What is PomeGranate

PomeGranate is just an experiment in order to provide a fault tolerant MapReduce framework built on top of MPI and the HTTP protocol, through the use of Python programming language.

In the source tarball we also provide a simple application of the framework used to create a TF-IDF index of Wikipedia.

Requirements

In order to compile and succesfully run this application you need:

A Python interpreter targeting 2.x series
A C compiler preferably GNU GCC
An MPI implementation.

The application was tested under:

An Intel Core 2 (T7600) Linux machine with 3.1.0-x86_64 kernel
Python 2.7.2
gcc (GCC) 4.6.2
mpich2 1.4-1

Python requirements

In order to install the proper requirements for the Python interpreter I really suggest you to use virtualenv and pip utilities.

pip install mpi4py (1.2.2 - used for coordinating workers)
pip install jinja2 (2.6 - used for the Web interface)

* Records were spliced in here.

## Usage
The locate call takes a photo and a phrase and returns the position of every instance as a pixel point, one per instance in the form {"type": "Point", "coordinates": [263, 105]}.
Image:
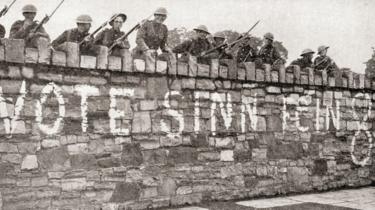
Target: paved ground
{"type": "Point", "coordinates": [363, 198]}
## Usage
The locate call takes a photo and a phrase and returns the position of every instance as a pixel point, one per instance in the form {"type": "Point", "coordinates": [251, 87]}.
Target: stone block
{"type": "Point", "coordinates": [203, 70]}
{"type": "Point", "coordinates": [72, 54]}
{"type": "Point", "coordinates": [260, 76]}
{"type": "Point", "coordinates": [150, 62]}
{"type": "Point", "coordinates": [241, 73]}
{"type": "Point", "coordinates": [267, 72]}
{"type": "Point", "coordinates": [14, 50]}
{"type": "Point", "coordinates": [141, 122]}
{"type": "Point", "coordinates": [250, 71]}
{"type": "Point", "coordinates": [88, 62]}
{"type": "Point", "coordinates": [182, 68]}
{"type": "Point", "coordinates": [59, 58]}
{"type": "Point", "coordinates": [44, 50]}
{"type": "Point", "coordinates": [114, 63]}
{"type": "Point", "coordinates": [102, 57]}
{"type": "Point", "coordinates": [139, 65]}
{"type": "Point", "coordinates": [214, 68]}
{"type": "Point", "coordinates": [161, 67]}
{"type": "Point", "coordinates": [29, 162]}
{"type": "Point", "coordinates": [223, 72]}
{"type": "Point", "coordinates": [31, 55]}
{"type": "Point", "coordinates": [193, 66]}
{"type": "Point", "coordinates": [127, 60]}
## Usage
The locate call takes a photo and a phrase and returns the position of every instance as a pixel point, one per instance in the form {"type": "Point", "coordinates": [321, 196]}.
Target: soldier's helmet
{"type": "Point", "coordinates": [322, 48]}
{"type": "Point", "coordinates": [122, 15]}
{"type": "Point", "coordinates": [84, 19]}
{"type": "Point", "coordinates": [161, 11]}
{"type": "Point", "coordinates": [202, 28]}
{"type": "Point", "coordinates": [29, 8]}
{"type": "Point", "coordinates": [268, 36]}
{"type": "Point", "coordinates": [307, 51]}
{"type": "Point", "coordinates": [219, 35]}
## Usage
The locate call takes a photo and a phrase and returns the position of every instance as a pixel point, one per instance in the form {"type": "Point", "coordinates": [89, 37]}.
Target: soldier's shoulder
{"type": "Point", "coordinates": [18, 22]}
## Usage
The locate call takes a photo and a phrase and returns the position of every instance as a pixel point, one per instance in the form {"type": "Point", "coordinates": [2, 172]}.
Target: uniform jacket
{"type": "Point", "coordinates": [152, 35]}
{"type": "Point", "coordinates": [269, 54]}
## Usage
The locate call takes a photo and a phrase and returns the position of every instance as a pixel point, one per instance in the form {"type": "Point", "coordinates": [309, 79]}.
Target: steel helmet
{"type": "Point", "coordinates": [321, 48]}
{"type": "Point", "coordinates": [219, 35]}
{"type": "Point", "coordinates": [161, 11]}
{"type": "Point", "coordinates": [307, 51]}
{"type": "Point", "coordinates": [122, 15]}
{"type": "Point", "coordinates": [29, 8]}
{"type": "Point", "coordinates": [201, 28]}
{"type": "Point", "coordinates": [84, 19]}
{"type": "Point", "coordinates": [269, 36]}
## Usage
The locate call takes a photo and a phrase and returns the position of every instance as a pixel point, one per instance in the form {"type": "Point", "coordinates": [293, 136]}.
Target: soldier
{"type": "Point", "coordinates": [2, 31]}
{"type": "Point", "coordinates": [196, 46]}
{"type": "Point", "coordinates": [108, 37]}
{"type": "Point", "coordinates": [246, 53]}
{"type": "Point", "coordinates": [152, 35]}
{"type": "Point", "coordinates": [268, 53]}
{"type": "Point", "coordinates": [22, 29]}
{"type": "Point", "coordinates": [78, 35]}
{"type": "Point", "coordinates": [220, 53]}
{"type": "Point", "coordinates": [306, 60]}
{"type": "Point", "coordinates": [323, 61]}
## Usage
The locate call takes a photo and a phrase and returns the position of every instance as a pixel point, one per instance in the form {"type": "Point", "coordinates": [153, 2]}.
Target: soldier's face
{"type": "Point", "coordinates": [83, 27]}
{"type": "Point", "coordinates": [160, 18]}
{"type": "Point", "coordinates": [219, 41]}
{"type": "Point", "coordinates": [201, 34]}
{"type": "Point", "coordinates": [29, 15]}
{"type": "Point", "coordinates": [117, 23]}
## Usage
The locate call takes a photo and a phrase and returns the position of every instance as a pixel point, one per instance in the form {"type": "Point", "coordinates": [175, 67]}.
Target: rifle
{"type": "Point", "coordinates": [46, 19]}
{"type": "Point", "coordinates": [99, 29]}
{"type": "Point", "coordinates": [226, 45]}
{"type": "Point", "coordinates": [137, 26]}
{"type": "Point", "coordinates": [6, 8]}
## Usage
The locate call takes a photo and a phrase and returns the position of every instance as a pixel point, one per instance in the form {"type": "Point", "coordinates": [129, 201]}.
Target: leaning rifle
{"type": "Point", "coordinates": [226, 45]}
{"type": "Point", "coordinates": [137, 26]}
{"type": "Point", "coordinates": [99, 29]}
{"type": "Point", "coordinates": [46, 19]}
{"type": "Point", "coordinates": [6, 8]}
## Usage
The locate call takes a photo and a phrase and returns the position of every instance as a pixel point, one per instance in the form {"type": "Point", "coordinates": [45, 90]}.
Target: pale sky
{"type": "Point", "coordinates": [344, 25]}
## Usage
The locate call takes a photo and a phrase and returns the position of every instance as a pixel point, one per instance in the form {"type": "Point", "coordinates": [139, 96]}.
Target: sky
{"type": "Point", "coordinates": [344, 25]}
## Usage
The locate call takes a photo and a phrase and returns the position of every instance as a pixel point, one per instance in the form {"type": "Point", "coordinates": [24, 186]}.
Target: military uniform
{"type": "Point", "coordinates": [108, 38]}
{"type": "Point", "coordinates": [194, 47]}
{"type": "Point", "coordinates": [246, 53]}
{"type": "Point", "coordinates": [151, 35]}
{"type": "Point", "coordinates": [18, 32]}
{"type": "Point", "coordinates": [303, 63]}
{"type": "Point", "coordinates": [269, 54]}
{"type": "Point", "coordinates": [73, 35]}
{"type": "Point", "coordinates": [324, 62]}
{"type": "Point", "coordinates": [2, 31]}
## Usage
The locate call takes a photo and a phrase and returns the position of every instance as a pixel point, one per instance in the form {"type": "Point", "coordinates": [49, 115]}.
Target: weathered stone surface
{"type": "Point", "coordinates": [141, 122]}
{"type": "Point", "coordinates": [125, 192]}
{"type": "Point", "coordinates": [29, 162]}
{"type": "Point", "coordinates": [131, 155]}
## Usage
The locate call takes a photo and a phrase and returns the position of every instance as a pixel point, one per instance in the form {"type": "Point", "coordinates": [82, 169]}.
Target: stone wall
{"type": "Point", "coordinates": [116, 133]}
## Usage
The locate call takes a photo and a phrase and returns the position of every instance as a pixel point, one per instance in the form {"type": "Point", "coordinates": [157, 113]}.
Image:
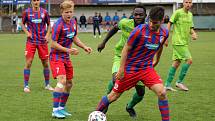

If you want you can optionally install the fsdfs module (fucking simple distributed filesystem) in order to get some performance boost in case you are using a slow distributed filesystem like NFS. To do it simply point your shell into lib/fsdfs and type python setup.py install. Of course you have to enable the specific toggle option in the json configuration file.

Needed libraries

In order to compile the C implementation of the indexer you need libarchive and glib2. Take as reference your package manager manual.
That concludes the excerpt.